La revista, ahora asolada, se dice ser asaz proba; tal como lo demuestra la sección de cartas, que no es menos que un estadístico de la trivialidad con la que se dirigen a los pueblos: "Cartas a jehová". En dicha sección, se jactan de ser jehovitas-o como ellos se denominan: testigos de jehová-y se denotan ególatras, lo cual no es incorrecto, desde el arista humanístico, pero los jehovitas son iluminados, son los testigos del reino de jehová, son el producto consumado de la interpolación del ego y la extrapolación de la razón. La sección epilogaba las cartas que reciben de los jehovitas del orbe. Había una en la que reparé a manera especial, no la citaré textualmente, ya que el vendaval del tiempo, no me lo permite, solamente la semblanza: Un prepúber, llamado Olaloun, del África austral, desandando el camino de la escuela, encontró una billetera con 45 usd. Llegó a su casa y le dijo a nadie de su hallazgo. Al alborear, entró a la escuela y entregó la billetera a su maestro, mismo que se sorprendió de la probidad de su párvulo (eso es realmente exasperante). La billetera, pertenecía a un colega del maestro de Olaloun.

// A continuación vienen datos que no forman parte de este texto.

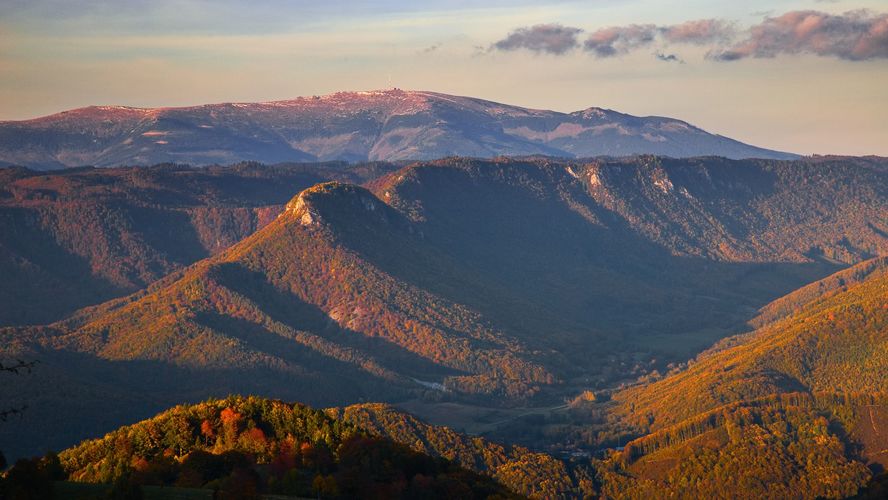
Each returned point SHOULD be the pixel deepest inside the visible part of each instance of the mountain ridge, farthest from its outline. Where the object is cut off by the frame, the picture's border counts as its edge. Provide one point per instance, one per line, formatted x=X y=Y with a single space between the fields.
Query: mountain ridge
x=387 y=125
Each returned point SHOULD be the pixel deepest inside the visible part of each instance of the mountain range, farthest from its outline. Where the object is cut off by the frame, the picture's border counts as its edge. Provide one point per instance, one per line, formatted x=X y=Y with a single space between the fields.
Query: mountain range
x=386 y=125
x=473 y=282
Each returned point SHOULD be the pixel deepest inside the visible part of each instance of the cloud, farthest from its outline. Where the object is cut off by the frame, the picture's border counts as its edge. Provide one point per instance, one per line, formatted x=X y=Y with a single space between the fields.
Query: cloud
x=669 y=57
x=855 y=36
x=699 y=32
x=431 y=48
x=549 y=38
x=618 y=40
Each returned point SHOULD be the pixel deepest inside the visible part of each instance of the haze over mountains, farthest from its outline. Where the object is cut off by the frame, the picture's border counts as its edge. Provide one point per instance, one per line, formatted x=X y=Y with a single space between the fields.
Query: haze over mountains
x=384 y=125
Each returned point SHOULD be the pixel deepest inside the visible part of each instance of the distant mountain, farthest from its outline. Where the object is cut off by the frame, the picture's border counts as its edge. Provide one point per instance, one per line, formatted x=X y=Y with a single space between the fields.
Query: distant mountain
x=504 y=282
x=796 y=408
x=354 y=126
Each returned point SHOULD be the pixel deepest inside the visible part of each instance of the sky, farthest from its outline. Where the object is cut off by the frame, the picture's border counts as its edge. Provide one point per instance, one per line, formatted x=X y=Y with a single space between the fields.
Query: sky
x=807 y=76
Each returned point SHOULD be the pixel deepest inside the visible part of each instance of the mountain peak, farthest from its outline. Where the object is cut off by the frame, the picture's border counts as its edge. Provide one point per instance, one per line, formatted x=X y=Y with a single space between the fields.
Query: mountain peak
x=377 y=125
x=314 y=205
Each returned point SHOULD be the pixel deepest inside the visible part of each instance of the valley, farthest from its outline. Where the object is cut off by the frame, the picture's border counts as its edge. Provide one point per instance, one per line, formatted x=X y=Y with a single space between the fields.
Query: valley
x=557 y=306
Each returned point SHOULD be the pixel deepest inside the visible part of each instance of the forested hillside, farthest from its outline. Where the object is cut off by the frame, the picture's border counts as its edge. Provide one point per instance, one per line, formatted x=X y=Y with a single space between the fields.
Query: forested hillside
x=504 y=283
x=796 y=408
x=244 y=446
x=93 y=234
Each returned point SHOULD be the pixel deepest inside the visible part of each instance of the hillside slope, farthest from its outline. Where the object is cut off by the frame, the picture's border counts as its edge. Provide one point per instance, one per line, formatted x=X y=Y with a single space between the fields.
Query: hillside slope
x=797 y=408
x=354 y=126
x=502 y=282
x=90 y=235
x=272 y=447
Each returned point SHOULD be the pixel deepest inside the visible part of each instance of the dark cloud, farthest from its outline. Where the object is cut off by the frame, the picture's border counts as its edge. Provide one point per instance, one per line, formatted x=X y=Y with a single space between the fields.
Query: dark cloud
x=669 y=57
x=618 y=40
x=856 y=36
x=699 y=32
x=549 y=38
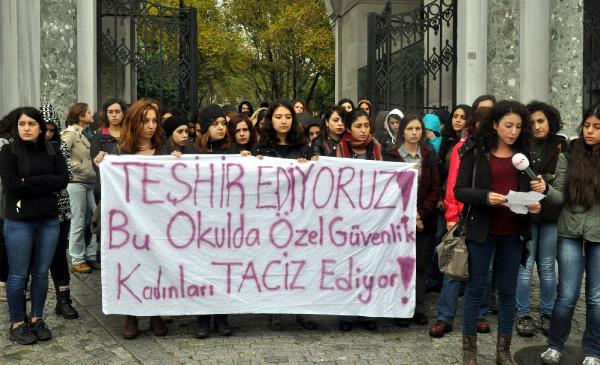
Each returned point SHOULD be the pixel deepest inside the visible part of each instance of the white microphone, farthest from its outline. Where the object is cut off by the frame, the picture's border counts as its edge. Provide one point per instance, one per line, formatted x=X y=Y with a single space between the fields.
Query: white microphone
x=521 y=163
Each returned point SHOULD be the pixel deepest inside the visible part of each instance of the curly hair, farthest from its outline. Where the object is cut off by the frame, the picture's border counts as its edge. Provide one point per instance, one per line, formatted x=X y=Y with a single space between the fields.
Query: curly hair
x=489 y=135
x=404 y=123
x=551 y=113
x=268 y=135
x=133 y=125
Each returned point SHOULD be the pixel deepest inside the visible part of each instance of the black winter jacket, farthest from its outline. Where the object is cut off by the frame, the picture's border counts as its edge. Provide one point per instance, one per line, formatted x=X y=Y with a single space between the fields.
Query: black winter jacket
x=283 y=151
x=30 y=192
x=101 y=142
x=324 y=147
x=473 y=155
x=545 y=165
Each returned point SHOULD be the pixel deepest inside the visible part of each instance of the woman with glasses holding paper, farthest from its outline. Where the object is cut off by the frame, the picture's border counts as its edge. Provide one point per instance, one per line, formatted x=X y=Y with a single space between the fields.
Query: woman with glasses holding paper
x=486 y=175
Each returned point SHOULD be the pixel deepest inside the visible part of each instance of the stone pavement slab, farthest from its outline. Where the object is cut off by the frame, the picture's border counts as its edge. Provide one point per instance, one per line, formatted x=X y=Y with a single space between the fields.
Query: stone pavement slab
x=95 y=338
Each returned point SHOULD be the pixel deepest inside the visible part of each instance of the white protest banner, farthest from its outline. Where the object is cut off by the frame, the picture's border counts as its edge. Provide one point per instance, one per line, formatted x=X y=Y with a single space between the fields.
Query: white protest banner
x=205 y=234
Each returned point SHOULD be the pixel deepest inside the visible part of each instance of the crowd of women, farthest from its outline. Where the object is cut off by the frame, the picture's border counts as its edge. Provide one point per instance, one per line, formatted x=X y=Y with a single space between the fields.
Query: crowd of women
x=51 y=186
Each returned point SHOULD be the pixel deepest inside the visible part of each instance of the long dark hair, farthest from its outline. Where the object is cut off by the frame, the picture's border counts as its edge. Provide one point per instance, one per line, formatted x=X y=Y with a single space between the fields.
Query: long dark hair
x=232 y=126
x=268 y=135
x=489 y=135
x=583 y=180
x=109 y=102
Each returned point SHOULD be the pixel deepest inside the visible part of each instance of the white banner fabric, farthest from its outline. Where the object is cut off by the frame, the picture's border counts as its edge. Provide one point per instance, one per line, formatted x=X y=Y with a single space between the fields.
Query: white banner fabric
x=208 y=234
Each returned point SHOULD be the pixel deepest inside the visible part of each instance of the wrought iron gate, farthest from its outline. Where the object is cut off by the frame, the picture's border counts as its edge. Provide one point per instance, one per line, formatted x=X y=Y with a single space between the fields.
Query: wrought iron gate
x=591 y=58
x=411 y=62
x=147 y=50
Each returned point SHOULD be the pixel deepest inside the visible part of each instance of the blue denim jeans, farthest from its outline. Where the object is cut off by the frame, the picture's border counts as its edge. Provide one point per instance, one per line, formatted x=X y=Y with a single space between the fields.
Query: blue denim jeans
x=573 y=258
x=543 y=248
x=83 y=204
x=507 y=252
x=449 y=295
x=29 y=245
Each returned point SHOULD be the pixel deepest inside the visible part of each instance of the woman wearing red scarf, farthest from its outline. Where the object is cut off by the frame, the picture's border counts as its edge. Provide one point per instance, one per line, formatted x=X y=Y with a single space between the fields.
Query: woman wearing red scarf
x=412 y=147
x=358 y=142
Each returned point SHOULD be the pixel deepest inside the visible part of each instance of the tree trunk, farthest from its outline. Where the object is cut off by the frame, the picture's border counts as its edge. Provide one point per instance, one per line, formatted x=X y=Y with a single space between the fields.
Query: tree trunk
x=311 y=91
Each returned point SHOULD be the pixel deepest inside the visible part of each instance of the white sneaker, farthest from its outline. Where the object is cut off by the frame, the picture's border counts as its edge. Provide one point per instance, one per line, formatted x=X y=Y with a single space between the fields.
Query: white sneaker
x=591 y=360
x=551 y=357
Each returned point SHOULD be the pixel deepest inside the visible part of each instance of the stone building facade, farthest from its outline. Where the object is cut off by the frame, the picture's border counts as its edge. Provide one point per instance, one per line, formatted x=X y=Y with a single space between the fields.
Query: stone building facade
x=47 y=53
x=514 y=49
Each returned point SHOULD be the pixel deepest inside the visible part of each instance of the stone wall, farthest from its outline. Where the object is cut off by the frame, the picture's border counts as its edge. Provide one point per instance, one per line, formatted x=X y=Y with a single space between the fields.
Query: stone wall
x=503 y=49
x=59 y=54
x=566 y=61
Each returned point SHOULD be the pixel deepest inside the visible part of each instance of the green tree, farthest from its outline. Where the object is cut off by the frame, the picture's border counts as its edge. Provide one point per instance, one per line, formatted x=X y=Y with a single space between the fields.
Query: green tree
x=288 y=45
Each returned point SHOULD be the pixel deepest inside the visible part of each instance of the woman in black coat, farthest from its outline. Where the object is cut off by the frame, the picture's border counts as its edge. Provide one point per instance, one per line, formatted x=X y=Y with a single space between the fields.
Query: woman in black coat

La carta, menta como los demás niños de la escuela lo convirtieron en el escornio diario; hasta que se perdió otra billetera, de otro maestro-así como lo lees, pareciera un cuento de Grimm. Pero nó. Es una escritura jehovita-de la misma escuela. El maestro de Olaloun, esperó al véspero para formar en saetas a los alumnos, ésto para revisar quién había hurtado la billetera. Llegado el turno de Olaloun, éste se levantó, y es en las siguientes citas, que dada la obcecación que me produjeron, se concatenó mis taras mentales: "...y cuando mi maestro me vió me dijo: `No Olaloun, tu no te levantes, sé que eres testigo de jehová y no puedes robar´ y se continuó checando a los otros niños. Después me enteré que encontraron la cartera en los bolsillos de uno de los niños que se habían burlado de mí. Desde entonces no me avergüenzo y quiero que todos sepan que soy un testigo de jehová". Las últimas tres palabras estaban escritas en mayúsculas, si redactáse así, mi relato sería menos pérfido, y aceptaría las veleidades de una secta lerda. Creí que eran cuentos de especie motivacional, para infantes. Sin embargo, no, imagino ya concebiste una opinión.
El pastor jehovita, inquiere en el meollo de sus sectarios, no solo hurta una virtud humana, se dice conocer el mundo, así amilana cualquier sectario o primíparo-es el prejehovita o futuro jehovita, es el individuo al que acaban de invitar los jehovitas activos-subversivo. El pastor, no conoce y no razona la existencia térrea; es característica su egregia atrición que solo se parangona con su temeridad onerosa. El diezmo que exigen, no solo los sustenta en ascesis, también mantiene el salon de oficios, la transportación del pastor, y repara los problemas pecuniarios de los negocios y empresas del pastor de meollos.
Una secta solo puede sustentarse, en la medida en que los sectarios confíen en su líder. Así, las voliciones de los jehovitas, quedan supeditadas al veleidoso desiderátum del `pastor´. Así que la ablación de la enzootia, ocurrirá despues de abluciones del meollo.